Some of Makary and Prasad’s most controversial vaccine proposals never came to fruition, despite stoking confusion and anxiety within the FDA and beyond.

In an internal memo in November, Prasad claimed — without publishing evidence — that the FDA had linked COVID shots to the deaths of 10 children. Prasad used that to justify a planned wholesale overhaul of the agency’s approach to approving and updating vaccines.

A dozen former FDA commissioners issued a scathing denunciation of the plan, warning that it would “undermine the public interest” and decimate vaccine development. The FDA has not released its analysis of the deaths or its plan for the vaccine overhaul.

FDA’s drug center had a revolving door

In the FDA’s drug center, which is the agency’s largest division, Makary oversaw a revolving door of leadership changes. Six people served as director over the course of one year.

Makary’s initial pick for the job, Dr. George Tidmarsh, was forced to resign after allegations that he used his FDA position to pursue a personal vendetta against a former business partner.

His replacement, longtime FDA cancer specialist Dr.
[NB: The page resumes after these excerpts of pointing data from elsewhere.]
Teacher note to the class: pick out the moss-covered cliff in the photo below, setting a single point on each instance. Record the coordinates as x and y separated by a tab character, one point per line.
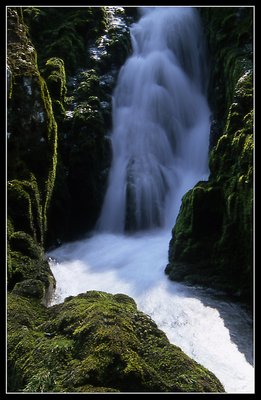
95	342
32	159
62	66
213	236
80	50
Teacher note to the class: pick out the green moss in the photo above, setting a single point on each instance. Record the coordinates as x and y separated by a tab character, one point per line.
213	235
96	342
24	207
55	76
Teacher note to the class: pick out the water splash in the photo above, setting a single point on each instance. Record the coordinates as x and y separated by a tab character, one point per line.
161	122
160	150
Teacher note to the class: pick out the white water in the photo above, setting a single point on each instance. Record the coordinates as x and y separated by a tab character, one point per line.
160	148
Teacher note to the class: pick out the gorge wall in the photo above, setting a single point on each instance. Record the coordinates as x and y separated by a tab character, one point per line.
212	241
62	68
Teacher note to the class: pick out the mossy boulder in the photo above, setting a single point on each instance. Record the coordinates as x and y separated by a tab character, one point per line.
96	342
28	270
212	241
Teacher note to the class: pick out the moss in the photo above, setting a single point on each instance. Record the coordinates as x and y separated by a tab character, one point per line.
55	76
32	146
212	240
96	342
24	207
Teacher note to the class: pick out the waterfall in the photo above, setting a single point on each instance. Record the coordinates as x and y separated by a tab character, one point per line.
160	150
161	122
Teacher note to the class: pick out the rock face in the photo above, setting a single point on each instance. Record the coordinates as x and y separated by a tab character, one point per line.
32	158
96	342
212	240
80	50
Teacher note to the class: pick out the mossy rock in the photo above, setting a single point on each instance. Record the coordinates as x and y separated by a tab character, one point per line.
212	241
96	342
32	140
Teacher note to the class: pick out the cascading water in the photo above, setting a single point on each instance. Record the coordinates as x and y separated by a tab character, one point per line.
160	150
161	122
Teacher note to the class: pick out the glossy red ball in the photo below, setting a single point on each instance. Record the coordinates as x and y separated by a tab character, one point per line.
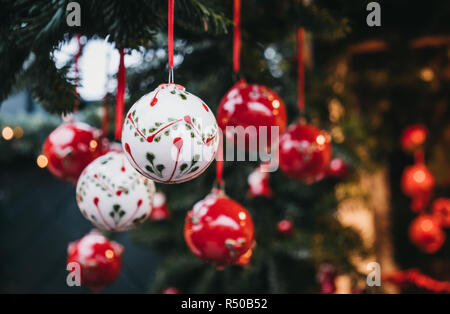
426	233
338	168
441	210
249	105
245	258
417	181
285	227
100	260
413	137
305	153
218	230
71	147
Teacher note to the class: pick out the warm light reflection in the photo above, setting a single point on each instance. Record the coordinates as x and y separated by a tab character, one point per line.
18	132
418	136
7	133
427	74
42	161
419	176
93	145
109	254
427	225
320	139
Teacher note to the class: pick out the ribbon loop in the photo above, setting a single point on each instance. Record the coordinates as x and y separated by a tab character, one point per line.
120	95
237	36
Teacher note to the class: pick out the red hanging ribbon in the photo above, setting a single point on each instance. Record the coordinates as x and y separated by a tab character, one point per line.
170	32
237	35
120	95
300	69
219	163
105	115
77	71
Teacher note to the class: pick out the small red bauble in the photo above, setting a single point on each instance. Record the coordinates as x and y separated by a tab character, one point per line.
327	278
305	153
417	181
285	226
251	105
160	211
71	147
218	229
441	210
426	233
171	290
413	137
338	168
100	260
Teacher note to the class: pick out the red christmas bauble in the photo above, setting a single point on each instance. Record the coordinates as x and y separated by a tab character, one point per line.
71	147
100	260
426	233
327	278
413	137
417	181
160	211
171	290
218	229
251	105
285	226
441	210
305	152
338	168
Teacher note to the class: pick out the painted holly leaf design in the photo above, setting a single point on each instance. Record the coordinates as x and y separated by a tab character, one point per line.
150	157
160	167
117	213
139	219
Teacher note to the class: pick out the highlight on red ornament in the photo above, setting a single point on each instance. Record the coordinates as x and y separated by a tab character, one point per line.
285	227
71	147
417	180
425	232
258	182
100	260
251	105
219	230
440	209
413	137
245	258
160	210
305	153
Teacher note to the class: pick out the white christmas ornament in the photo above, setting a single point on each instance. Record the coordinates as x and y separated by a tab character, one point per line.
170	135
112	195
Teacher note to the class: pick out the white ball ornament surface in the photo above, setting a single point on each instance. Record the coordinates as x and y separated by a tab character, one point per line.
112	195
170	135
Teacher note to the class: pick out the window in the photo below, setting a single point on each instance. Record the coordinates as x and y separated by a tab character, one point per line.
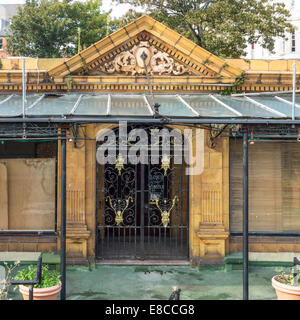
274	186
27	184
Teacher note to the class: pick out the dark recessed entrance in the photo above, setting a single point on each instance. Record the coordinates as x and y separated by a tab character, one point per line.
142	209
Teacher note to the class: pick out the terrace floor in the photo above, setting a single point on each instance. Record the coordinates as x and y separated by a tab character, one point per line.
111	282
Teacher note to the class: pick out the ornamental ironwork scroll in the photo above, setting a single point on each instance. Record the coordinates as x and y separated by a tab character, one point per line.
165	207
119	206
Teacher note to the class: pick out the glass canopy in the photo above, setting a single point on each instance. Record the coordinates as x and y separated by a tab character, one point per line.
140	105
Rick Pazdur, announced he would retire after just three weeks on the job, after clashing with Makary on multiple issues involving drug reviews.

With Makary’s departure, the fate of many fledgling initiatives is uncertain.

Most of the programs Makary introduced have not gone through federal rulemaking required to enshrine them in U.S. regulations and could easily be overturned by his successors.

Democrats in Congress have questioned the legality of some of those efforts, including a program that offers drugmakers expedited reviews for innovative medicines.

Perrone and Kim write for the Associated Press.